It is reported that the harvest season has arrived, but the biggest customer has been “driven away” by the Trump administration. Faced with soybeans that might end up unsold, farmers in the major agricultural state of North Dakota are at a loss. Traders and analysts say that the traditional peak season for U.S. soybean sales is now more than half over. Due to the stalled Sino-U.S. trade negotiations causing export blockages, and South American competitors seizing the opportunity to fill the market gap, American farmers are missing out on billions of dollars in soybean sales to China.
Analysis suggests that China had already expanded its soybean reserves before Trump took office, and unlike the U.S., which faces complex political pressures, China is very adept at fighting a protracted war. Furthermore, the agricultural subsidies promised in the U.S. bill cannot promptly alleviate the current difficulties faced by farmers.
Soybeans are one of the most important agricultural products in the United States, holding a core position in U.S. agricultural exports. Of the over 4 billion bushels (one U.S. soybean bushel is approximately 27.216 kilograms) of soybeans grown by American farmers annually, nearly a quarter are exported to China. Last year, China imported nearly $13 billion worth of soybeans from the U.S., compared to about $2 billion twenty years ago.

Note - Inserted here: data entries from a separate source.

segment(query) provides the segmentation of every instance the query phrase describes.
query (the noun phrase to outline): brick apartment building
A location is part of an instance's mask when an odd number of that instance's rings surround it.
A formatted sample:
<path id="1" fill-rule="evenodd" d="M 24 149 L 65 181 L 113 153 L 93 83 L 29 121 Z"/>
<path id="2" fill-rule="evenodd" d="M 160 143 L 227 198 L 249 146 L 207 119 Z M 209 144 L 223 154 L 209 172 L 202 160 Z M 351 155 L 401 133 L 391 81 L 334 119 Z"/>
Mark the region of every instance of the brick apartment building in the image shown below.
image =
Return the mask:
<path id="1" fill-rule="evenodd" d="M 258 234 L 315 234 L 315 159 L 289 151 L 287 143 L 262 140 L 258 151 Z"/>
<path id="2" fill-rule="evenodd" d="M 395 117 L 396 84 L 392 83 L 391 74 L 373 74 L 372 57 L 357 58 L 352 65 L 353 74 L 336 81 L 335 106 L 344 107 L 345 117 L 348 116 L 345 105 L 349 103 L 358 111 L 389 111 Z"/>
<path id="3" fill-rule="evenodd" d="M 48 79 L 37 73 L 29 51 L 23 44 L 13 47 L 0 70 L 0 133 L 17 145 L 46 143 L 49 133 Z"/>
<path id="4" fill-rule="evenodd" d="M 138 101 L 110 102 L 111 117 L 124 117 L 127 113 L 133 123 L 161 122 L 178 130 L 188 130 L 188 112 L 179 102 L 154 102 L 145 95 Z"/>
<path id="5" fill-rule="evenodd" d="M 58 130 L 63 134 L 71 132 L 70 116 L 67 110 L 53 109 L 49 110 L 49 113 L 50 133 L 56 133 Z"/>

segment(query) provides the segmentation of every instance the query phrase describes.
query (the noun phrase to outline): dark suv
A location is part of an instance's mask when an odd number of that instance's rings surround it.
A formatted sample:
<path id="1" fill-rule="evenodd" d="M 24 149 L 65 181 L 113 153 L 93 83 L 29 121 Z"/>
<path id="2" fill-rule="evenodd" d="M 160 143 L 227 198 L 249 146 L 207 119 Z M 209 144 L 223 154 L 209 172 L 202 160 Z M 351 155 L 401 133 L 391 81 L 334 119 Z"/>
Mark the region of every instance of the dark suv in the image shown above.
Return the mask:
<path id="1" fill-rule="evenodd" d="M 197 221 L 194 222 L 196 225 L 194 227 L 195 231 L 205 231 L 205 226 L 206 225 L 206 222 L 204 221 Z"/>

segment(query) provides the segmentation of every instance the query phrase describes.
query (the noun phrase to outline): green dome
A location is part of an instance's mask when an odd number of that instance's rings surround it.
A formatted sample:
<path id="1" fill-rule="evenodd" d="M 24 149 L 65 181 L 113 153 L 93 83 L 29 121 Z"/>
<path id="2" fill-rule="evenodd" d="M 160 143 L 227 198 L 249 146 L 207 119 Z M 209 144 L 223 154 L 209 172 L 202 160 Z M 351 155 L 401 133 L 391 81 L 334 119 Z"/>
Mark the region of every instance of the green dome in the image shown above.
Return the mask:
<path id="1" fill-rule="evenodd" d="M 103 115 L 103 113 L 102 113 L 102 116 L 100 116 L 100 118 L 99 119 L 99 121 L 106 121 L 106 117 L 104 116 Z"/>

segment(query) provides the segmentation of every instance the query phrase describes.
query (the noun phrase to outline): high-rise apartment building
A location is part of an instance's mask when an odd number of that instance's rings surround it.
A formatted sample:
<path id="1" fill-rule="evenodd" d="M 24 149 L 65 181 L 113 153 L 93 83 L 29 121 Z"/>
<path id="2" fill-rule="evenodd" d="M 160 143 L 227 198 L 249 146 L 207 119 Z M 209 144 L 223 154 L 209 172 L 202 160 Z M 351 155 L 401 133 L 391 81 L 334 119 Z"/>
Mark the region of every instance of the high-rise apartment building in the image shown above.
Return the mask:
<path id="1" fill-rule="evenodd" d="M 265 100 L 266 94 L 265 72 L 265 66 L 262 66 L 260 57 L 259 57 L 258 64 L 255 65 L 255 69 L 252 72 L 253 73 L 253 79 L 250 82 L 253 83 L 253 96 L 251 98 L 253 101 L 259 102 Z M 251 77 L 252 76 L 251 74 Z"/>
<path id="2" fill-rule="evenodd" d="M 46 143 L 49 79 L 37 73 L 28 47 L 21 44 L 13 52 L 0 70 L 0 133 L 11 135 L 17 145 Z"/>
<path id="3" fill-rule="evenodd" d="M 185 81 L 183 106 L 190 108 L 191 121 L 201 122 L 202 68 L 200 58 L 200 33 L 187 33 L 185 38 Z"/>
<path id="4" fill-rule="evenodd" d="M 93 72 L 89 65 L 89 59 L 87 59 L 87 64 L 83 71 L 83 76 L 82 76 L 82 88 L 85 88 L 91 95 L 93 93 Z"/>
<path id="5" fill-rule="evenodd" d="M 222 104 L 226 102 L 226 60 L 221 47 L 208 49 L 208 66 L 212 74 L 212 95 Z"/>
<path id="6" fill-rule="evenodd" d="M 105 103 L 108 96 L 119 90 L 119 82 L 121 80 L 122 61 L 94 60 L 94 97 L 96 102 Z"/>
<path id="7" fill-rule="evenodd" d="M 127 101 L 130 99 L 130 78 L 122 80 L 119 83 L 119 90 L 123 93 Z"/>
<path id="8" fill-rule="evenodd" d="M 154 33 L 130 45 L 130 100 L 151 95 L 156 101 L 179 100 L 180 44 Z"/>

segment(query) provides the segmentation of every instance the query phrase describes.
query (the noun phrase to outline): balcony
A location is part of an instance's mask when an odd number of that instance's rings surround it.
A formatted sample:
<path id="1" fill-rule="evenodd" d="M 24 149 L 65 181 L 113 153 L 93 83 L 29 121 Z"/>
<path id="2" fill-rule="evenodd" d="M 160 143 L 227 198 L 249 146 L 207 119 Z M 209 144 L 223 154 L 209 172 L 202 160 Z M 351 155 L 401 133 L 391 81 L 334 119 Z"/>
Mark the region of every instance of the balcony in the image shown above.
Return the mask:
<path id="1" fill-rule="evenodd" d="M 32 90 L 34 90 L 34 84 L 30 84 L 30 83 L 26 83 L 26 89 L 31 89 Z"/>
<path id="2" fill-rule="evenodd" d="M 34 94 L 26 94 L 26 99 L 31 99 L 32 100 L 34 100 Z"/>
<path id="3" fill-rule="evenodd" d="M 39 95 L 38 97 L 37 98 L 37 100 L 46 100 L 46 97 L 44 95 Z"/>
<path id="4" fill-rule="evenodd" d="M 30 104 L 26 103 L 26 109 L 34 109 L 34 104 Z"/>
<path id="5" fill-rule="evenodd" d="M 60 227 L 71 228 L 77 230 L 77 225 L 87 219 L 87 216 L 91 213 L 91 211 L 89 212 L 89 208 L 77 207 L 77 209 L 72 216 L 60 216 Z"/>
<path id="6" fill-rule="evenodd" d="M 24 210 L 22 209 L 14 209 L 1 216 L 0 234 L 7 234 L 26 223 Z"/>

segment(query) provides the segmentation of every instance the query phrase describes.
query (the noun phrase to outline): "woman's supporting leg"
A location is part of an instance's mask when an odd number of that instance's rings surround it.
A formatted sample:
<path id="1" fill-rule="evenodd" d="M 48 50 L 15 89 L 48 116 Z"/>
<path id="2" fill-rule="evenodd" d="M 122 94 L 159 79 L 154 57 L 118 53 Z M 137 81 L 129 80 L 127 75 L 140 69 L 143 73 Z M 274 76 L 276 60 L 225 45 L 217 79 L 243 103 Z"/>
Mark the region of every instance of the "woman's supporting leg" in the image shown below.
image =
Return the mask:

Previously, U.S. media noted that Chinese companies are increasingly turning to Brazil to purchase soybeans and are increasing investments in the infrastructure of Brazil’s agricultural heartland. Over the past decade, China has invested heavily in Brazilian warehouses, railways, ports, and other infrastructure to bring more Brazilian agricultural products onto Chinese ships. Last year, Brazil supplied 70% of China’s soybean imports, a figure that is double what it was 15 years ago.
Reuters reported that the traditional peak season for U.S. soybean sales is now more than half over. Due to the stalled Sino-U.S. trade negotiations causing export blockages, and South American competitors seizing the opportunity to fill the market gap, American farmers are missing out on billions of dollars in soybean sales to China.
Two traders based in Asia revealed that Chinese importers have booked approximately 7.4 million tons of soybeans, mainly from South America, for October shipment, covering 95% of China’s estimated soybean demand for October. They have also booked 1 million tons for November shipment, accounting for about 15% of the estimated imports for that month.
“From the current situation, we believe that until the end of this year, the soybean supply in the Chinese market will still be dominated by South American soybeans.”
Reuters pointed out that the prolonged absence of Chinese buyers from the U.S. soybean market is expected to further suppress the benchmark price of Chicago soybean futures, which is currently hovering near a five-year low.
Traders stated that for soybeans shipped in September-October, U.S. soybean prices are 80 to 90 cents per bushel lower than Brazilian soybeans, but China’s trade countermeasures have increased importers’ procurement costs by $2 per bushel.
Although other countries have been purchasing U.S. soybeans, Dan Basse, president of AgResource Company in Chicago, estimates that if China does not enter the U.S. soybean market by mid-November, the total loss of U.S. soybean sales to China could be as high as 14 to 16 million tons.
Last month, Chinese Ambassador to the United States Xie Feng clearly stated at the Sino-U.S. Soybean Industry Partnership Breakfast in Washington that China and the U.S., as the world’s most important agricultural producers and consumers, can perfectly complement each other’s strengths. Sino-U.S. agricultural exchanges and cooperation have not only enriched the “shopping baskets” of consumers in both countries but also filled the “money bags” of American farmers. They have provided many “golden ideas” for the transformation and upgrading of agriculture in both countries and have paved a “new path” for ensuring global food security.
He pointed out that agriculture should not be politicized, and farmers should not pay the price for a trade war. Prohibiting or restricting Chinese citizens and companies from purchasing farmland is purely using national security as a pretext for political manipulation, holding Sino-U.S. agricultural cooperation hostage for selfish gains.
Xie Feng emphasized the need to implement the important consensus reached by the two heads of state, leverage the role of the Sino-U.S. economic and trade negotiation mechanisms, enhance consensus, reduce misunderstandings, strengthen cooperation, share the dividends of development, and return to the track of win-win cooperation. He called on industry associations and enterprises of both countries to be diligent “farmers,” not only to “remove pests” by saying no to the politicization and securitization of economic and trade issues but also to “breed seeds” by taking pioneering actions and promoting win-win cooperation, allowing Sino-U.S. agricultural cooperation to flourish and grow healthily.